I well remember the cod liver oil flavoured malt and all the other things referred too. My favourite was dried egg powder- I loved it.
Was anyone else subjected to the Senna Pod Tea torture? There was also a concoction involving molasses and sulphur, or does my aged brain play tricks with me? And who can forget Kali Water from McLennans when you were ill? Things seemed to work on the basis that, if it tasted horrible, it must be doing you good.
low roader your,re dead right about the marshal plan for germany and uk paying the huge debt for years.
i ,m not political either but at that time in the late fifties and sixties germany was held up as the manufacturing shining star. they were using brand mew tooling and machinery given free by the americans the uk was using clapped out machinery and tooling used 24 hours a day seven days a week to achieve what they did never a mention made of that?

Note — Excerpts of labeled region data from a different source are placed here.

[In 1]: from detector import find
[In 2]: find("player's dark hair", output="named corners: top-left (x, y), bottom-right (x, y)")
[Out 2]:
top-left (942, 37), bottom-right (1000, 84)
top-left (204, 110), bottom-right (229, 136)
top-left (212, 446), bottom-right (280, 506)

anyhow i,ll be looking in when possible and maybe add my tuppence worth if i can find a stray computer. i,m heading for a lot of months to queensland in the tropics to gold coast or surfers paradise as it,s called? so life,s a ball
good luck tom
Senna pods were soaked overnight ( "stept " as we called it in Hilden )in boiling water and taken as a laxative before breakfast. Boils and infected cuts were handled with a bread poultice or lint covered with a type of oiled silk to draw the pus. Sore ears were treated with a spoonfull of oil, heated over the fire and poured into the affected ear and as already mentioned here whooping cough by children was cured in the Gasworks by being held for a short time in the gas chamber. Nettle champ was also served in spring, I don,t know why , the nettles were collected at the witch hole near Lambeg. Loss of appetite was cured by eating a portion of dried Ling fish from Elmores. Our neighbour Mrs Lyness in Hilden was much in demand as she was able to " charm " away warts and eye complaints called " Styes" by holding her wedding ring on the affected part. If you said " Thanks " then the charm didn,t work.
Hi again Donald,
I remember being taken to Mrs Lyness to have two warts "charmed" off, it must have worked, they went away and never came back. People here in Canada laugh at us at some of the things we tell them we did back then and I can't explain it ..........

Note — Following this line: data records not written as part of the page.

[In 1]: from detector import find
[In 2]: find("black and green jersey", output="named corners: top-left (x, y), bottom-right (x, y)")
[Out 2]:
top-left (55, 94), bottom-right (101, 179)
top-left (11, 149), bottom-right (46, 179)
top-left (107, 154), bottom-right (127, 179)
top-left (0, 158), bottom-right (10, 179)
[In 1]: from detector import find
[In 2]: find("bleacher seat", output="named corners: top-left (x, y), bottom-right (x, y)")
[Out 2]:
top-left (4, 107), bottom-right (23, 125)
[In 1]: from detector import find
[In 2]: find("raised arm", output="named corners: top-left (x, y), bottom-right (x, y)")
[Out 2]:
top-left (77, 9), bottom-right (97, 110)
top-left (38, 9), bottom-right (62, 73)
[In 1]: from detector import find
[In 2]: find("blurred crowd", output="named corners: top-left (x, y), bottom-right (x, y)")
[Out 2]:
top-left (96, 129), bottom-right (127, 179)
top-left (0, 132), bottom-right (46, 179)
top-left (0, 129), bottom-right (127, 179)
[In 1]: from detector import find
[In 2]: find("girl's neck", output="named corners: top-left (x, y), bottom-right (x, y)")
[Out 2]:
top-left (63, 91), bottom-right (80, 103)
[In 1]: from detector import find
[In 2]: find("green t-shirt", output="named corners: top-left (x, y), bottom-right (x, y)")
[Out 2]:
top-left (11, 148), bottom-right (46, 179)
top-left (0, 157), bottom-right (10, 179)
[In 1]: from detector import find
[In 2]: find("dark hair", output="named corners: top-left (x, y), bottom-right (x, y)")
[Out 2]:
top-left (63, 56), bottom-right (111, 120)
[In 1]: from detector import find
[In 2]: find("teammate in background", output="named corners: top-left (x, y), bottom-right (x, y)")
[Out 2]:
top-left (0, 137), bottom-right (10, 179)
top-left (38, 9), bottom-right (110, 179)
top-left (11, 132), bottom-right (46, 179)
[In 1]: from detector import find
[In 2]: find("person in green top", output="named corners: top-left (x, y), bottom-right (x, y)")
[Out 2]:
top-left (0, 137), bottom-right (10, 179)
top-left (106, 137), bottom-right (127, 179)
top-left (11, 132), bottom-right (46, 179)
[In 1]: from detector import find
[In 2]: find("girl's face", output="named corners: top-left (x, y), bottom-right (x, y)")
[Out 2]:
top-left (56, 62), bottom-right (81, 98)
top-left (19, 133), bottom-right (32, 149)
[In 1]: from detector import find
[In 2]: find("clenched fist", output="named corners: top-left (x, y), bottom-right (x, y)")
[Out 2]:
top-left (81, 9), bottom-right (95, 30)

Iloved the dried eggs and they were great for baking with ,we also have our ration books also our gas mask ,i remember going to Omeath with my grannie Patterson buying sugar she hid it under our coats and warned us not to say anything to the customs it was such a tiny row boat that we went across on i know i was terrifed ,my mother mashed up parnsip;s put banana essense in it then spread it on our bread and told us we were eating banana sandwiches Renee
I remember those dried powdered eggs, they came in a purple can. I hated those things and could not eat eggs for years to come. Sometimes on a Saturday Mom would go to Dunkalk on a misson for sugar and various other things that were rationed. Somehow we all survived, and that is what it was, mere survival. But on the bright side, just think of all the memories we can share. Sylvia.